Voters approved two statewide ballot measures in 2018 pertaining to minimum wages. Arkansas Issue 5 was approved, incrementally raising the minimum wage in Arkansas from $8.50 to $11 per hour by 2021. Missouri Proposition B was also approved, increasing the state’s minimum wage each year from $7.85 up to $12 per hour in 2023.
The federal minimum wage is currently $7.25 per hour. Georgia and Wyoming are the only two states with minimum wages below the federal level, making the federal minimum wage operative in those states. Another 19 states have state minimums at $7.25, matching the federal level. The other 29 states and Washington, D.C., all have minimum wages above the federal level. Thirteen of those states have wages above $10.00 per hour. Statewide minimum wage laws range from $5.15 per hour in Georgia and Wyoming up to $14.00 per hour in Washington, D.C.

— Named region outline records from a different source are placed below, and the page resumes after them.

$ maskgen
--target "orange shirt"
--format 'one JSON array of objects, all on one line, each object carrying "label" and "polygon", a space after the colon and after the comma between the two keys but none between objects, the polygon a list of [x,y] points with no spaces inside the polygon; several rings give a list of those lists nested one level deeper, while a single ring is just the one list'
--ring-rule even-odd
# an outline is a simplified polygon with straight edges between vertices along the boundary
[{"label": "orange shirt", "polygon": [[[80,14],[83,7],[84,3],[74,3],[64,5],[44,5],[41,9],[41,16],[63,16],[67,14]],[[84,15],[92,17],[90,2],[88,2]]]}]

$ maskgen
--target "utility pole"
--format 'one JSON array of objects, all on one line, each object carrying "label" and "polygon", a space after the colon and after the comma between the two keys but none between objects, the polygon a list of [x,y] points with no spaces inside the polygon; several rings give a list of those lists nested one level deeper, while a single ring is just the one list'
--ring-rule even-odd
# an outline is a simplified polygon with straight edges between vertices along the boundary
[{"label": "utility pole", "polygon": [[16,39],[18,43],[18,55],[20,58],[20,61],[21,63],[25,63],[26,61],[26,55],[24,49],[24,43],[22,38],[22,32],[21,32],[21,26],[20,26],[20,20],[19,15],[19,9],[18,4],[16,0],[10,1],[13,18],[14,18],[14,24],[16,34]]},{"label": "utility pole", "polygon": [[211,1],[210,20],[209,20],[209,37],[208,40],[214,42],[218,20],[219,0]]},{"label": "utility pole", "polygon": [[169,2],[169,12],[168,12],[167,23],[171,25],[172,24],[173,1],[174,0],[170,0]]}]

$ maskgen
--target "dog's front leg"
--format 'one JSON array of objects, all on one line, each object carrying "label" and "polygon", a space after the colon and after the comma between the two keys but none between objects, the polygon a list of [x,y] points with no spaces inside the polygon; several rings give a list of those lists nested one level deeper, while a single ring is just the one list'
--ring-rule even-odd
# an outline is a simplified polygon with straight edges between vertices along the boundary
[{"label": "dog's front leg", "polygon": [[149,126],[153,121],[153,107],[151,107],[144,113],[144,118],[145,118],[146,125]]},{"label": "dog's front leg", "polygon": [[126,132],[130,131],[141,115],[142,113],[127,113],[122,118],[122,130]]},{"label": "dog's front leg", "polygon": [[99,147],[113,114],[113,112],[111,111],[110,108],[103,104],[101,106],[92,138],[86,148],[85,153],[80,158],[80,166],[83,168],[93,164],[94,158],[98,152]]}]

Overall, minimum wages increased in 20 states and Washington, D.C., in 2018. Some of these changes took place due to ballot measures, while others took place due to state legislation. Minimum wages will also increase in 21 states and Washington, D.C., in 2019. The average increase for these 21 states is $0.55.
Proponents of increased minimum wages in Florida and Nevada are aiming to get measures on the ballot in 2020. Supporters of Florida’s minimum wage measure need to collect 766,200 valid signatures by February 1, 2020, to get their measure on the ballot. In Nevada, a majority vote is required in two successive sessions of the Nevada State Legislature to place an amendment on the ballot. Legislators passed Senate Joint Resolution 6 in 2017 and need to pass it again in their 2019 legislative session in order to place it on the ballot in 2020.